Another aspect which this study tried to evaluate was the anticipatory stigma among the patients prior to discharge. Stigma has emerged as an important outcome of COVID-19 infection, because of discrimination faced by people in quarantine and after coming out of quarantine and few reports of discrimination have been reported by COVID-19 recovered patients (Times of India, 2020; Tribune News, 2020). Additionally, there are several reports of people considering the recovered patients as carriers of infection(“A guide to preventing and addressing social stigma associated with COVID-19, 2020”; Defeated virus, unable to dodge stigma, 2020). WHO has issued an advisory to people to break the social stigma and discriminatory behavior toward people from a certain ethnic background and those who have recovered from COVID-19 infection. The current study was first of its kind to explore the anticipatory stigma close to the discharge from the hospital and revealed that people have a high level of public/societal stigma in different aspects (people feeling uncomfortable, being unkind, avoiding to touch, avoiding and people being afraid of recovered patients), compared to self-stigma and apprehension of being stigmatized by their family members. This finding suggests that it is important to create awareness in the public about COVID-19 infection and how they should react to people who have recovered from COVID-19 infection.

Our finding suggests that, despite being provided psychological support, about two-fifth (38 %) of the people diagnosed with COVID-19 infection screen positive for anxiety disorder and/or depression close to their discharge. This suggests that overall, going through the experience of COVID-19 infection is very stressful, and despite providing psychological support, many patients go on to develop psychological morbidity. This finding suggests that there is a need to follow-up the patients with COVID-19 infection, even after discharge to evaluate them for ongoing psychiatric morbidity and manage the same adequately.

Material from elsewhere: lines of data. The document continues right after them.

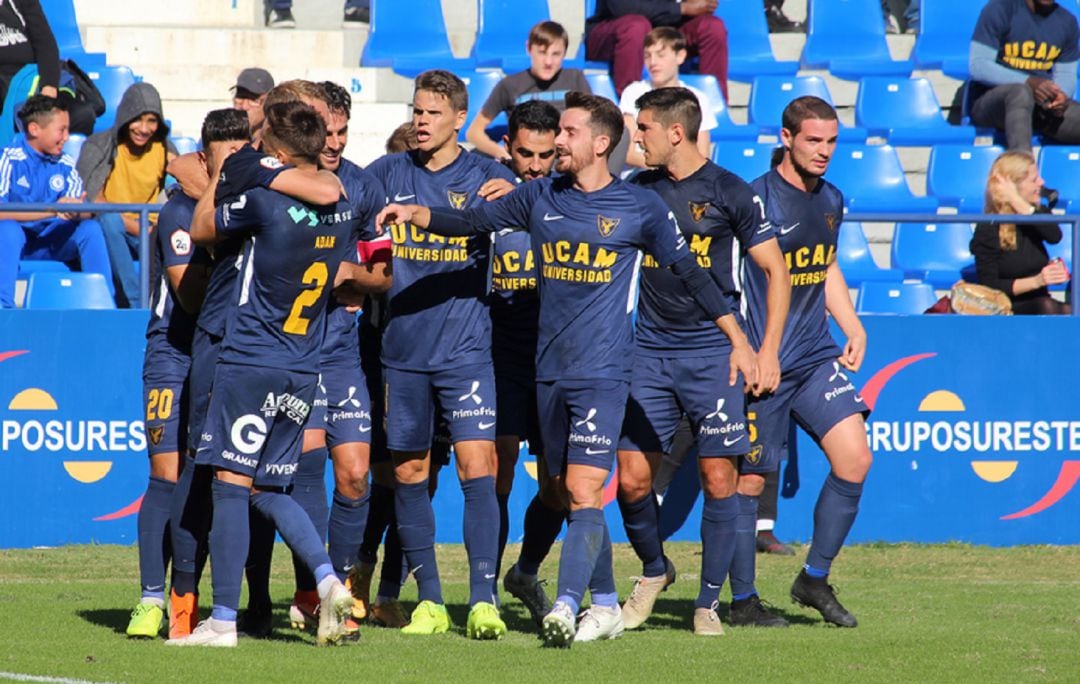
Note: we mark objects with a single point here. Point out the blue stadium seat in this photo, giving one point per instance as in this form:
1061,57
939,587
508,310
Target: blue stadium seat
1060,166
847,38
480,85
113,82
185,145
855,260
905,298
770,94
750,52
409,38
726,129
602,84
747,161
945,29
73,146
502,29
49,290
27,267
934,253
905,111
19,89
872,179
957,175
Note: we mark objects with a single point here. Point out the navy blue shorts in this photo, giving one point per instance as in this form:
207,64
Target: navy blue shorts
255,421
663,390
515,391
580,421
818,398
464,397
204,350
165,397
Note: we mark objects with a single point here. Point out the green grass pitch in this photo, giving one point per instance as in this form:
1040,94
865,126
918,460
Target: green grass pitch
949,613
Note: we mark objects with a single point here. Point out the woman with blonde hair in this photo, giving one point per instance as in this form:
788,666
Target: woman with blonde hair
1013,257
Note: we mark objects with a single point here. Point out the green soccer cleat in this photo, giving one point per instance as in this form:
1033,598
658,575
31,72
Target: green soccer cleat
484,622
146,621
429,618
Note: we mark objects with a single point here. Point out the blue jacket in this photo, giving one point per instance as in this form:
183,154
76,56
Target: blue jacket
26,175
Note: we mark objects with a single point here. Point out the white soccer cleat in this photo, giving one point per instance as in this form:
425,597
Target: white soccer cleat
558,626
599,622
333,611
210,632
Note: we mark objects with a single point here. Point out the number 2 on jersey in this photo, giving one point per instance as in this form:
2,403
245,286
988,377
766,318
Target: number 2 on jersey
316,276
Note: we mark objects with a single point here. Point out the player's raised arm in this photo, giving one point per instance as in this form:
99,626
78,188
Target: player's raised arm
838,304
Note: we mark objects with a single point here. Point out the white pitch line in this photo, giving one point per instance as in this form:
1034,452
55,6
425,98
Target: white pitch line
17,676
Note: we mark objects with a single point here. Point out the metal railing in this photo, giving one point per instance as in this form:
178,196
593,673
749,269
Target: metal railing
1071,219
144,212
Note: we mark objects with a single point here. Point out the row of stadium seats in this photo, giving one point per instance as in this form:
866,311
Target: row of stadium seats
901,110
845,37
873,179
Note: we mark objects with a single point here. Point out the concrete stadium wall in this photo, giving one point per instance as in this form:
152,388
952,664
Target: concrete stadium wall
975,432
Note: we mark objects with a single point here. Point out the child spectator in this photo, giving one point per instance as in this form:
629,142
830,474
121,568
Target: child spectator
126,164
34,169
545,79
664,51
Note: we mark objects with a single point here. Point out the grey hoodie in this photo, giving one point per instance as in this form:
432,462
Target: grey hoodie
99,150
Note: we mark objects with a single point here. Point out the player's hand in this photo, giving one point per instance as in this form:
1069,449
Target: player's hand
854,351
494,188
70,200
742,360
768,373
394,215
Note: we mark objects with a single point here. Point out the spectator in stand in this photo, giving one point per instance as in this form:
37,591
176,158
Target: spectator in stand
27,39
664,52
34,169
545,79
617,34
779,23
279,13
1024,57
126,164
248,95
1013,257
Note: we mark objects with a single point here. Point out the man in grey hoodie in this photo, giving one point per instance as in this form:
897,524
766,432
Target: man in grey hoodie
126,164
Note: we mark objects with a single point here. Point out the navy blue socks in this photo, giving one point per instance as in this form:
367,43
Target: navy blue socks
717,547
833,517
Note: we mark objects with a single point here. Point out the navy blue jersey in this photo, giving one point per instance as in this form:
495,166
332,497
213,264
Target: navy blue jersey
245,169
291,256
590,246
171,245
721,218
806,225
367,198
437,311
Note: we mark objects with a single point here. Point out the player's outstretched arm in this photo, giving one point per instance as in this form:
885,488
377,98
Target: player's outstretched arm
838,304
778,298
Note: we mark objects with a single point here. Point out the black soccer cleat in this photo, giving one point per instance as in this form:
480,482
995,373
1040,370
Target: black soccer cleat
818,593
752,613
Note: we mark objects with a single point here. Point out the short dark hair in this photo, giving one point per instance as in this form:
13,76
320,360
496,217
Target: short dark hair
604,117
296,129
225,124
547,32
674,105
402,139
338,98
534,115
804,108
444,83
40,109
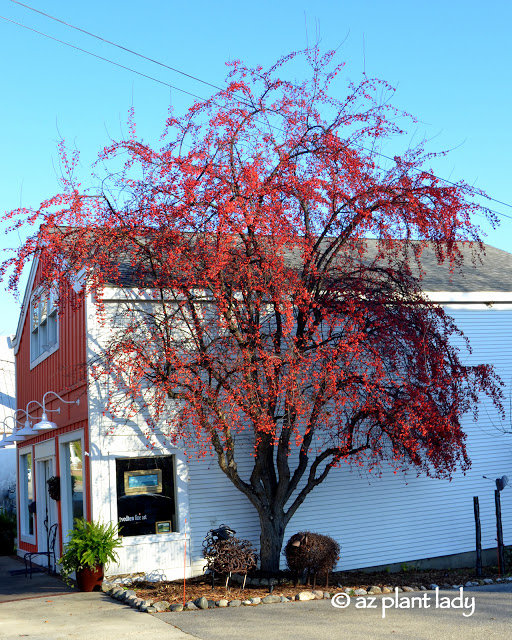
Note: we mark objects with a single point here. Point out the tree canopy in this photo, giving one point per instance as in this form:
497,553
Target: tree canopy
282,255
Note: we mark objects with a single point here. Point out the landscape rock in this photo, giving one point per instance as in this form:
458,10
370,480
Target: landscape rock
271,599
201,603
235,603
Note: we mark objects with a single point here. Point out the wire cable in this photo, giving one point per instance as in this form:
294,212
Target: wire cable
117,64
119,46
490,198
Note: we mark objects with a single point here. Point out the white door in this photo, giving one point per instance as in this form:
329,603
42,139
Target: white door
46,507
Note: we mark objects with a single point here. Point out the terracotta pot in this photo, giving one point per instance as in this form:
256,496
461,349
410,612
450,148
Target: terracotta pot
90,578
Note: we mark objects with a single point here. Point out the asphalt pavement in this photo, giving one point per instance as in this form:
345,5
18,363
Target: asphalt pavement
44,608
320,620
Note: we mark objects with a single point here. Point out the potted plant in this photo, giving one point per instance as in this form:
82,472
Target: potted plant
90,546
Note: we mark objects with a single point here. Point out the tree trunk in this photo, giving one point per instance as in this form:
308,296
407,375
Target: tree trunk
271,539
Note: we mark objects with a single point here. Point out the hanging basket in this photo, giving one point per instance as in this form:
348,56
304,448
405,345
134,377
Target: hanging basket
54,487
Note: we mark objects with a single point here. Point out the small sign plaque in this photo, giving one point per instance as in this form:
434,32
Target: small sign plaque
163,526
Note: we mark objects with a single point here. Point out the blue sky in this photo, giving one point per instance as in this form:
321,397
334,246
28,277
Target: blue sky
451,63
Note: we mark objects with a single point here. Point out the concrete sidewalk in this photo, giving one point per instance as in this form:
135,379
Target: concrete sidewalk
44,608
17,587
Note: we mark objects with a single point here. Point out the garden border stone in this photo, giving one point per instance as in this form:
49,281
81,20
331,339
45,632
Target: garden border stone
129,597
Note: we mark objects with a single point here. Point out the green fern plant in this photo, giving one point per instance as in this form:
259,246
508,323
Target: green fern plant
89,544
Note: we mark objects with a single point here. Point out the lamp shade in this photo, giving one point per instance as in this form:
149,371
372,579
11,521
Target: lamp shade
44,424
27,430
14,437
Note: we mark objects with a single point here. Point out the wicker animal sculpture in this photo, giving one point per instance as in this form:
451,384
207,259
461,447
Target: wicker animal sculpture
311,554
226,554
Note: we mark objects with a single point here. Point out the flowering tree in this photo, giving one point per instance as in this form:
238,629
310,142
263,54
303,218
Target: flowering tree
279,258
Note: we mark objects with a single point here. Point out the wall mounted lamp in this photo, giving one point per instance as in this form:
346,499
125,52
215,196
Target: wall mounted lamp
44,424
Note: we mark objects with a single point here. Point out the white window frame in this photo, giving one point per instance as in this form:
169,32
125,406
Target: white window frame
64,440
23,506
43,320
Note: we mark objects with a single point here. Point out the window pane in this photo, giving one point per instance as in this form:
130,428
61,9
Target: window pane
27,495
76,483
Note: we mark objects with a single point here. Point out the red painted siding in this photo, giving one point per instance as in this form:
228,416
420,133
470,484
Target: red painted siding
63,372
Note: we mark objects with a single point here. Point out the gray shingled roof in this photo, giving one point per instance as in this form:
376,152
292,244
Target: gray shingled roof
490,271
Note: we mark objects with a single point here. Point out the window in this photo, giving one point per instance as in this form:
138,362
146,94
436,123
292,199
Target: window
145,495
43,325
27,495
74,479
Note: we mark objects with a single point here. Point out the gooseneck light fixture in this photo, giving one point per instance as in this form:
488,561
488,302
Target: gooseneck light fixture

The present study has certain limitations, which must be kept in mind while interpreting the results. These include a small sample size, and the majority of the study participants being asymptomatic or minimally symptomatic for COVID-19 infection. We evaluated the experience of the patients, close to the discharge. In the real sense, this could be considered as retrospective evaluation. Further, these patients were provided psychological support during the hospital stay, which could have influenced the experience of the patients. Further, the experience could have also been evaluated by the treatment setting, per se. We did not evaluate for symptoms of post-traumatic stress disorder. Two-fifth of the participants screened positive for depression and anxiety, but this could be an underestimate, considering the fact that they were provided psychological support during the hospital stay.

To conclude, the present study suggests that going through the whole experience of COVID-19 infection, in the form of staying in isolation wards could be very stressful, even for patients who are minimally symptomatic or asymptomatic. Use of adaptive copings, such as remembering and praying to God, talking to family and friends, and interaction with mental health professionals, could help reduce the distress. Despite being provided psychological support, about two-fifths of the patients develop psychological morbidity.

Financial disclosure

We have no financial disclosure to make.

Declaration of Competing Interest

The authors declare that they have no conflict of interest.

Acknowledgements

We sincerely thank all the healthcare workers involved in the care of patients with COVID-19 infection at Nehru Extension Block, Post Graduate Institute of Medical Education and Research, Chandigarh.